Pessoas bem-intencionadas podem, por vezes, serem prejudiciais ao entendimento do que aconteceu no passado, e não apenas em termos de literatura. A história ajustada, quiçá edulcorada — com a eliminação de contradições —, levará à reconstrução do passado de maneira perversa. Se divulgará não mais o que era, o que aconteceu, e sim o que deveria ter sido. E, sendo assim, se terá dificuldades para compreender os fatos e as linguagens de determinadas épocas.

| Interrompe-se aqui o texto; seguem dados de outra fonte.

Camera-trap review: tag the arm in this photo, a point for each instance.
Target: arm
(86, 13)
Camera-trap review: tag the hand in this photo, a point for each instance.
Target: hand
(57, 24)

Novas linguagens, criadas para “contornar” o racismo, não devem reconstruir o que aconteceu. O que aconteceu deve ser contado como aconteceu, inclusive com a preservação das linguagens do tempo. Não está se defendendo que o passado e suas linguagens não devem ser criticados. Pelo contrário, a crítica é vital. O que está se sugerindo é que não se ajuste o que ocorreu sob o tacão das ideologias corretivas.

Ao mesmo tempo, os policiais literários, mesmo os bem-intencionados, parecem tratar crianças e adolescentes como seres incapazes de compreender os problemas das sociedades. As pessoas, crianças ou adultas, precisam ter contato com as cruezas do mundo real. Só assim poderão amadurecer. Textos ajustados não criam sociedades melhores — sem racismo, sem violência, sem machismo.
No caso das redes sociais de fato há necessidade de certo controle. Porque há excessos, abusos. Mesmo assim, o Supremo Tribunal Federal e o Parlamento precisam ter o máximo de cuidado. Para evitar a censura da diferença. A “purificação” praticada ou exigida pelas ideologias pode parecer muito positiva, mas, a médio prazo, todos, ou quase todos, estarão reclamando do controle exercido pela Justiça. A busca do mundo perfeito, longe de criá-lo, tende a produzir novas imperfeições.
As redes sociais não podem ser inteiramente livres — no sentido de que as pessoas não podem se sentir não responsáveis por aquilo que publicam —, mas também não podem ser cerceadas de maneira praticamente ditatorial. É preciso preservar a liberdade, sugerindo, porém, (mais) responsabilidade.
Judy Blume e “Ei, Deus, Está Aí? Sou Eu, Margaret”
Voltando aos livros. Na sexta-feira, 12, a “Folha de S. Paulo” publicou entrevista da escritora americana Judy Blume, de 85 anos, concedida à repórter Bárbara Blum.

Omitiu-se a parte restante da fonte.